Look at the Hidden Gems of our Farm
A Day in the Life at Jessie’s Sunshine Farm: Grass, Snakes, and the Joy of Hard Work, are our hidden gems
At Jessie’s Sunshine Farm, the coconuts don’t grow themselves. Every morning the sun rises over our 8-hectare coconut plantation like a golden promise, and every morning we answer it with sweat and steel. The farm will feed several families, creates jobs, and reminds us that real friendship shows up with a machete in hand.
A continuous task is always cutting grass. Under the still small coconut palms the undergrowth grows thick and fast after every rain. We fire up the brush cutters at dawn while the air is still cool. The blades whine through knee-high guinea grass and stubborn cogon that would otherwise steal water and nutrients from our trees. This hard work will diminish over time when the trees grow taller. It’s dusty work, but the result is pure satisfaction: clean rows of coconut trunks standing proud, their fronds rustling like applause. We cut in teams of four—two on the machines, two raking the clippings into piles that later become mulch. By 10 a.m. the entire main block looks like a well-groomed park, ready for the next harvest.
Weeding comes right after. Around each young coconut we drop to our knees with hand trowels, pulling out the bindweed and broadleaf that love to choke the saplings. It’s quiet, meditative labor. Our team moves from tree to tree, talking on the way while patting the soil. The older palms get a wider circle cleared. Every cleared circle is another small victory against the jungle trying to reclaim its territory.
Of course, we never forget the snakes. This is tropical farmland; cobras and red tail snakes are part of the landscape. We wear tall rubber boots, keep our eyes on the ground, and teach every new worker the same rule: “If you see movement, freeze and call out.” Last month one of our helpers spotted a cobra curled beside a banana clump. We backed away slowly, gave it space, and let it glide into the drainage ditch.
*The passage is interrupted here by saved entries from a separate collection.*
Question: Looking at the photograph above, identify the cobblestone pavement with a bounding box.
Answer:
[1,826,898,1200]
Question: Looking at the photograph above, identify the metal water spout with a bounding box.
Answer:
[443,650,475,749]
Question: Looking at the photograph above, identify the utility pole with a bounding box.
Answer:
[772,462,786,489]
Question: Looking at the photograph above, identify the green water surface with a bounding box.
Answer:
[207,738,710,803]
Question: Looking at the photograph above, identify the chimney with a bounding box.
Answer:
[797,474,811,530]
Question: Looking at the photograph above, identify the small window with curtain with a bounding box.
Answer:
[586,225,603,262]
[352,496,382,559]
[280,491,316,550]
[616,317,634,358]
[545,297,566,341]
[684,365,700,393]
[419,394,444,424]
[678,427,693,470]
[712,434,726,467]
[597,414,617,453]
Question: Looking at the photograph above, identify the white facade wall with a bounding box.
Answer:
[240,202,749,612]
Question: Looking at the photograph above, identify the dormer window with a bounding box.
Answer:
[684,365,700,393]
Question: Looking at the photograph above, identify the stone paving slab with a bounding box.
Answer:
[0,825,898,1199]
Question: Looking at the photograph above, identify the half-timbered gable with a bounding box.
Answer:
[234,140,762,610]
No drama, just respect. The farm has taught us that danger and beauty live side by side; you can’t have one without watching for the other.
Clearing banana plants is the next big job. We have 5 different bananas kinds planted in two rows between the coconuts, their broad leaves shading the young palms and competing for sunlight. We chop them at the base with long bolos, leaving the trunks to rot back into the soil as natural fertilizer. The fruit we save for the workers’ lunch boxes or share with neighbors. It feels good to turn something that could be a nuisance into food and compost.
All this work does more than keep the farm tidy. It creates jobs. We will employ about 10 local families full-time and another team of contractors during peak season. Teenagers learn to drive the brush cutters, mothers earn money pulling weeds, and grandfathers teach the younger ones how to read snake tracks. Payday is always a celebration—rice, fish, and laughter under the mango tree by the cliff. The money stays in the community, buying school uniforms and motorcycle repairs.
And then there are the friends. Last weekend some of our farm buddies came to help. They arrived with cold drinks and big smiles, traded their own farm life for ours, and spent the day clearing banana clumps and raking grass. By sunset sitting on the porch, sore and sunburned. “This is why we do it.” The farm doesn’t just grow coconuts—it grows relationships.
At Jessie’s Sunshine Farm we’re not chasing perfection. We’re chasing balance: healthy trees, safe workers, thriving neighbors. Cutting grass, pulling weeds, dodging snakes, clearing bananas, spraying roads—it all adds up to something bigger than any single chore. It adds up to a life we chose, jobs we created, and friends who show up when the work is hard, in honor for the Lord Jesus Christ.
If you ever find yourself near our gate, come in. Bring a hat, wear boots, and be ready to sweat. The coconuts are waiting, and so are we.